A new feature - and a serious bug??
- The adventurous might want to log into (the new) Apple Podcasts Connect and “set up your account”. However, this took eight hours for us to activate our account (and crashed the first time with an error message).
- A new feature in the new Apple Podcasts Connect is this checkbox that allows podcasts to opt into being in Apple’s API. It’s checked by default - and says “this control exposes your RSS feed URL to our API, making your show discoverable for a larger audience”.
- However, existing shows appear to all be opted out of the API. Any editing of your show, even if you don’t edit the RSS feed, appears to opt out of the API. You don’t want that.
- More than that, editing your show currently appears to… well, delete your entire show from Apple Podcasts. At least, our published show listing isn’t working right now. At all.
- Others on Twitter are also reporting their podcasts have disappeared, too.
UPDATE: After a few hours, and after we contacted Apple Podcasts support, it mysteriously came back again. Which is good, but a bit concerning.
Who’s in for subscriptions?
Luminary is adding their shows to Apple Podcasts Subscriptions. All 35 original podcasts will be available in the Apple Podcasts Luminary channel, and continue in Luminary’s own app. Pricing is $5.99/month on both Luminary’s app and on Apple Podcasts; though there’s a cheaper annual option in the Luminary app.
NPR will be a launch partner on Apple and Spotify’s paid podcast subscription platforms, according to a staff email obtained by Podnews. The NPR Board has also approved development of NPR’s own sponsorship-free public radio podcast subscription service, which member stations will also have access to. However, sponsor-supported shows will still be free: “NPR remains committed to making news and other content available to the public free of charge as part of its public service mission,” Podnews is told.

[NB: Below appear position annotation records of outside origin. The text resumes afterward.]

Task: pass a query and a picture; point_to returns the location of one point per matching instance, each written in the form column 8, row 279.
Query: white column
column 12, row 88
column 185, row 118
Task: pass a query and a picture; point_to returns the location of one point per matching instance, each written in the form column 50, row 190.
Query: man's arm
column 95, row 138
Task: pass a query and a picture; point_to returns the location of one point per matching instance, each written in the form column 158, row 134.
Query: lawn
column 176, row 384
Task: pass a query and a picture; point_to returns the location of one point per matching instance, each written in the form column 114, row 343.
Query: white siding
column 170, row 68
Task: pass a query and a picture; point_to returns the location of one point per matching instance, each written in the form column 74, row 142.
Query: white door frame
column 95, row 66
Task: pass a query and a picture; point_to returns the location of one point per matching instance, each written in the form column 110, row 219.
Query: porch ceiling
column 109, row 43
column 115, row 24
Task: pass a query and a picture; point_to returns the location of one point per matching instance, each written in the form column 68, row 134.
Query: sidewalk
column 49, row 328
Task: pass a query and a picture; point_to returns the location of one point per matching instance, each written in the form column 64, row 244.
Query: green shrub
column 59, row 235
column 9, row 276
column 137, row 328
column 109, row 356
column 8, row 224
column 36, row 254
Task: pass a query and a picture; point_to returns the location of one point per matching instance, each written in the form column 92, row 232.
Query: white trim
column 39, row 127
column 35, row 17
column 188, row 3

A set of other publishers have announced, including…
- PRX is to offer four ad-free subscription channels for $4.99/month: Radiotopia, The Moth, Snap Judgement, and a kids podcasts collection called Pod Squad.
- Lemonada Media will launch Lemonada Premium for $4.99/month.
- QCODE is to launch QCODE+ for $2.99/month.
- Pushkin Industries is to launch PushNik, for $4.99/month or an introductory $39.99/year.
- TenderfootPlus+ will cost $4.99 monthly, say reports.
It would be churlish not to link to our Editor’s Podcasting: what Apple should do next article from March 2019. There’s a reason he calls himself a “futurologist”: step one in the article is now achieved: even getting the Apple commission split correct! Now for step two… ;)
What Apple Podcasts Subscriptions means for Supporting Cast, Slate, and Our Podcasters - Supporting Cast, who sponsored Podnews last month, point out the benefits of their platform over Apple’s.
Supercast, another subscription product, welcomes Apple to the party, saying subscription podcasting is going mainstream. But who owns your customers?
Steve Wilson, now at QCODE but previously at Apple Podcasts, said that “the thoughtfulness that went into this release, the features and the localisation, is something that I’m proud of, even though I’m no longer there.” He was speaking in the Real Talk Podcasting Clubhouse room.
Eric Johnson notes the big difference between Apple Podcasts subscriptions and those from companies like Glow and Patreon: no copying of private RSS links.
James Parkinson: “Apple Podcasts subscriptions might not be the best fit for your show and your audience, and that’s okay.”
Nathan Gathright discovers even more in the Apple Podcasts Program terms and conditions.
The Podcast Index twitter account says: “Wake me up when any podcast app developer can add the Subscribe button and share a % of the revenue.” Their value4value method gives revenue to independent app developers as well as podcast publishers.
Matt Deegan pleads for parity: “Spotify have talked about rolling their own subs platform out. Please Spotify folk, and I know you read this, for the love of all that’s holy, please at least match these features,” adding: “Subscriptions will truly become a big opportunity for podcasters when something similar is available on Spotify and when Apple release Apple Podcasts for Android.”